- Ce 4 décembre 1773.
Monsieur, vous jugez le livre de l'Esprit [1] avec une sévérité qui me fait peur ; je prétends contre vous que c’est un bon livre : 1° parce qu’il nous donne le portrait naïf de l’âme d’Helvétius dessous les replis de son amour-propre, de l’occupation continuelle où il était de se comparer avec les autres, et de tâcher de se trouver supérieur : or il vaut mieux avoir le portrait par l’homme même et sans qu’il ait voulu le faire, que d’après les observations d’un moraliste. 2° Ce portrait est celui d’une foule d’honnêtes gens, comme dit madame de Beauveau, dont Helvétius a dit le secret. 3° Il y a beaucoup de gens que la nature ou l’éducation ont destinés à être fripons, et qui ne deviendront honnêtes gens qu’à la manière et par les principes d’Helvétius. 4° Il aura beau dire, il ne m’empêchera pas d’aimer mes amis ; il ne me condamnera pas à l’ennui mortel de pense»’sans cesse à mon mérite ou à ma gloirie.
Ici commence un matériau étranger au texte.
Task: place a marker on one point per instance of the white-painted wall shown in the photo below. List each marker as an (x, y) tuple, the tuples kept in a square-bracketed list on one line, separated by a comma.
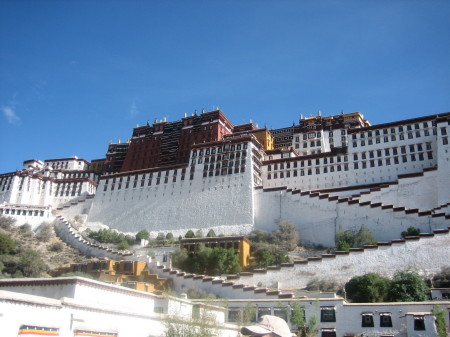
[(223, 203), (317, 220)]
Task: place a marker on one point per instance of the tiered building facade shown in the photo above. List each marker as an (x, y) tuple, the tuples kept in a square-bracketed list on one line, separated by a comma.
[(203, 172)]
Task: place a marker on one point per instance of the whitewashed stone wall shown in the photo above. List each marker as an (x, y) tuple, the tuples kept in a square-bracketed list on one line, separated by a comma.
[(443, 162), (28, 214), (317, 217), (223, 203), (426, 255), (411, 192), (76, 207), (71, 236), (92, 306)]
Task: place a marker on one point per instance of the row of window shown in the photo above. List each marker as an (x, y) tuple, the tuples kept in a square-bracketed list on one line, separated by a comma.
[(219, 157), (224, 148), (392, 138), (224, 164), (356, 165), (327, 315), (223, 172), (412, 148), (7, 211), (309, 162)]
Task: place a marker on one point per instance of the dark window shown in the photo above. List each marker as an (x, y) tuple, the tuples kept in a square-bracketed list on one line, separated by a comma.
[(327, 315), (385, 321), (419, 323), (328, 333), (367, 321)]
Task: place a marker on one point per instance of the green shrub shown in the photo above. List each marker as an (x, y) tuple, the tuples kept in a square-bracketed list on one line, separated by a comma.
[(7, 245), (411, 231)]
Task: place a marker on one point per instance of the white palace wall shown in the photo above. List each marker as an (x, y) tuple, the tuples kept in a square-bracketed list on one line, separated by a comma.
[(426, 254), (317, 217)]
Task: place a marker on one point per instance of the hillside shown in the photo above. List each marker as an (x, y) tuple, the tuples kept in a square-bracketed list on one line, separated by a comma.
[(52, 251)]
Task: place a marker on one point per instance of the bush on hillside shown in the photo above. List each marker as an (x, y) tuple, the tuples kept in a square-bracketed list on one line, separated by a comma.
[(7, 245), (411, 231), (354, 239), (442, 279), (45, 232)]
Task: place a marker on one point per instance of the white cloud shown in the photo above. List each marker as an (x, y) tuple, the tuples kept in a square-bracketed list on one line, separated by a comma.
[(133, 111), (10, 114)]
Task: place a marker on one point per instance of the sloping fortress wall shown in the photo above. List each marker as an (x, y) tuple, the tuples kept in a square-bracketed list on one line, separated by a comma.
[(325, 174), (425, 254), (318, 216), (215, 191)]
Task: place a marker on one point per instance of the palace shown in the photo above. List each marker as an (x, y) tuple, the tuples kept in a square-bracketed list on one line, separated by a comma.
[(202, 172)]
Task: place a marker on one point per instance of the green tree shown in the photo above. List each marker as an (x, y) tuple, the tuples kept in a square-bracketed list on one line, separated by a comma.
[(324, 285), (179, 256), (407, 286), (368, 288), (354, 239), (439, 316), (142, 235), (123, 245), (286, 236), (44, 232), (207, 260), (7, 245), (267, 254), (211, 233), (248, 314), (6, 222), (297, 315), (259, 235), (442, 279), (27, 263), (189, 234), (411, 231)]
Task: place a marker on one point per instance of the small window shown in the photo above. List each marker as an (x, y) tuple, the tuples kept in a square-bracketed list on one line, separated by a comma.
[(367, 321), (385, 320), (419, 323), (327, 314)]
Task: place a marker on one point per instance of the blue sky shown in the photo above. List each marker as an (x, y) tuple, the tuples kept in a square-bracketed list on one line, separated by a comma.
[(76, 74)]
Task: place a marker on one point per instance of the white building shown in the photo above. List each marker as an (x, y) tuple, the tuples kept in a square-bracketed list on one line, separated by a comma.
[(327, 173), (80, 307)]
Il ne me fera pas croire que, si je résous des problèmes, c’est dans l’espérance que les belles dames me rechercheront ; car je n’ai pas vu jusqu’ici qu’elles raffolassent des géomètres. Ainsi, il ne me fera aucun mal, ni à moi ni aux autres bonnes gens. 5° Il prêche avec beaucoup de force contre l’intolérance de tous les clergés. Sa plus grande faute me paraît d’avoir déclamé contre le despotisme
- ↑ Cette lettre, où Turgot jugeait le livre d’Helvétius, ne s’est point retrouvée.